Here are some different colored and textured papers from a sample book I ordered from Talas:
In this post, I want to talk about two of my favorite papers: Somerset and Pescia.
I started using Somerset paper for large scale prints in college. At 250-300gsm (grams per square meter), this paper is substantial and provides an excellent base for multiple layers of ink. I’ve grown to love Somerset, especially because of it’s textured surface (woolen felts are used in the papermaking process to create the texture) so I have continued using it as the base for some of my current work. I especially love the Somerset Velvet black because it is such a rich shade; using a black base creates the high contrast I strive for in many of my pieces.
Here’s a detail shot of an unfinished collage on Somerset Velvet black paper. Notice how much contrast there is even between the darker strips of paper and the black background:
Somerset paper is made at St. Cuthberts Mill, in the ancient cathedral city of Wells in Southwest England. This mill has been making paper since the 1700s using one of the few remaining cylinder mould machines in the world.
Mould made papers tend have more dimensional and surface stability than paper made using Fourdrinier machines or by hand. This means that mould made paper will not change drastically when exposed to different temperatures or humidity. I dampen each sheet of paper before mounting collage elements on top, so dimensional stability is important to me. More on my process in a future post.
Here’s a great video from St. Cuthberts Mill showing how their paper is made - it’s clear that they take pride in their product from their intricate operation and careful inspection process:
Somerset paper is also acid free, lignin free, archival and pH neutral to alkaline. Lignin (pronounced lig-nin) is a naturally occurring chemical found in wood pulp that causes paper to turn yellow over time (think old newspaper). The lignin needs to be removed during the papermaking process in order for paper to be considered archival.

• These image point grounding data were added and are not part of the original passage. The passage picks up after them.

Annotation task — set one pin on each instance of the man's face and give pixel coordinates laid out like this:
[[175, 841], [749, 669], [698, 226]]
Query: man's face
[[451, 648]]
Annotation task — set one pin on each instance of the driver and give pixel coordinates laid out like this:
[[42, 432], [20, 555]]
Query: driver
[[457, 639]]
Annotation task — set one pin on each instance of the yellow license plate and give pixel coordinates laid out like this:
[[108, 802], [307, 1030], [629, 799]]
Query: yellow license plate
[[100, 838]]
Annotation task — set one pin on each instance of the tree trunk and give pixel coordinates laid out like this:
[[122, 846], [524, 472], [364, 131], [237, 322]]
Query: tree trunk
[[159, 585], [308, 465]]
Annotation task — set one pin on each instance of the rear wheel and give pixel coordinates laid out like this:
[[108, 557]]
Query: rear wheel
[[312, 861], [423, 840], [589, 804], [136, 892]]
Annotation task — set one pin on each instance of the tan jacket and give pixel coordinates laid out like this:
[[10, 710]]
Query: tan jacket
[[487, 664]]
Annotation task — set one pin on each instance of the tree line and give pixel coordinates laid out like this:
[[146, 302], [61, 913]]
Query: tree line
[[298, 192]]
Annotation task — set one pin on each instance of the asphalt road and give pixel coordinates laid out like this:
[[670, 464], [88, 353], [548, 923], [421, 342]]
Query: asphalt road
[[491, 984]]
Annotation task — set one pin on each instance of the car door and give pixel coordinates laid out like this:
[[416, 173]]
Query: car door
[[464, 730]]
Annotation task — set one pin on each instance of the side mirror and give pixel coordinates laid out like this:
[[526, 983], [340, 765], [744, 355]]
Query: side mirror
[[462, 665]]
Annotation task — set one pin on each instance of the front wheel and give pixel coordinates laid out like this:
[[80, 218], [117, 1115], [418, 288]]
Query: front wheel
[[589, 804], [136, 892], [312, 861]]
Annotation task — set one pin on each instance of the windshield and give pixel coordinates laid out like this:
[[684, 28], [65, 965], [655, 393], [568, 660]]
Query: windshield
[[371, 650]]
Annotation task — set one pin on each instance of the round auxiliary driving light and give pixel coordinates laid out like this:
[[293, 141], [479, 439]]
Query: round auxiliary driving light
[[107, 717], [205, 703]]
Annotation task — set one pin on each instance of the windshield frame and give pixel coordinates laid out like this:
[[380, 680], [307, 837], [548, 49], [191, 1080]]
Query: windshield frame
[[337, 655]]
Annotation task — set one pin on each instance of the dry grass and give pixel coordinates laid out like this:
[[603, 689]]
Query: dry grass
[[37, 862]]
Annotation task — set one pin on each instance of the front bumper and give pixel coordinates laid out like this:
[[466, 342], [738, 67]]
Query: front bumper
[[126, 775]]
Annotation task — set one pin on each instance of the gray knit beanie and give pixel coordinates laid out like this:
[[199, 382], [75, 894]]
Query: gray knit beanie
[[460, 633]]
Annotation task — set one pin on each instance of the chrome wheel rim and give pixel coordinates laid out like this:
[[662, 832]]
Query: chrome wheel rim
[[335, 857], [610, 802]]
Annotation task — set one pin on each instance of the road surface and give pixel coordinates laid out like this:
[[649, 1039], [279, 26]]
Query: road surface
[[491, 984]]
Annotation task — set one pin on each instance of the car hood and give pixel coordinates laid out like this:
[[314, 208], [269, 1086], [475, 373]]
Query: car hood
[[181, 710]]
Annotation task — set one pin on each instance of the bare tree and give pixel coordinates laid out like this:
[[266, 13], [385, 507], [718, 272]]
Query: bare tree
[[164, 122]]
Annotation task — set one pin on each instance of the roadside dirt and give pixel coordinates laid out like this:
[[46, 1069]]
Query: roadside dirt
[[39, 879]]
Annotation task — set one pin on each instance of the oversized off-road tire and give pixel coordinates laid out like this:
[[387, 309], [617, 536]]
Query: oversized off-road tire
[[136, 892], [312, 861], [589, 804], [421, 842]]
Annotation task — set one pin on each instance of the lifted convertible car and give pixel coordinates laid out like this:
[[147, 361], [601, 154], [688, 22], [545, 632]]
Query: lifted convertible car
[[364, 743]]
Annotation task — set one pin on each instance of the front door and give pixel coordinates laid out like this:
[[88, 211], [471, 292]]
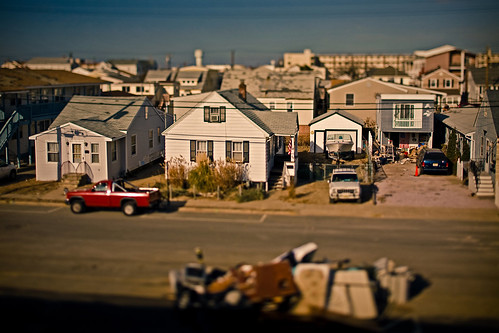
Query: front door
[[77, 156]]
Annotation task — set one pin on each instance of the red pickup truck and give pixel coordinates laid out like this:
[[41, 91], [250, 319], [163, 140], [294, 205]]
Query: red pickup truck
[[113, 194]]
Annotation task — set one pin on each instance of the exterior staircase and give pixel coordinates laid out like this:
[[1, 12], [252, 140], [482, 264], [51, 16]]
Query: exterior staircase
[[485, 186], [74, 180], [275, 180]]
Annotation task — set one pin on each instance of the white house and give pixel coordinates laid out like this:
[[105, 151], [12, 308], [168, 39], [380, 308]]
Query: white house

Another paper I’ve recently started using is called Pescia. This paper is made by the Magnani paper mill (Cartiera Magnani in Italian) in Italy. This mill has been operating since the 1400s and has become synonymous with high quality and luxury. In fact, Napoleon Bonaparte used Magnani paper wedding invitations for his marriage to Marie Louise, Archduchess of Austria, in 1810.
Like Somerset, Pescia paper is also mould made and it has a neutral pH, which contributes to its archival quality.
Though these papers are machine made, they are hand finished: the deckled, or torn, edges of the sheets are created by splitting larger sheets by hand (3:00 in video above.) The papers are also inspected and counted manually to ensure the highest quality product.
Using high quality paper is important to me because I want my work to stand the test of time. These mills have been making paper for centuries, so I know I can trust their products for my work. Are there any materials that you are especially passionate about?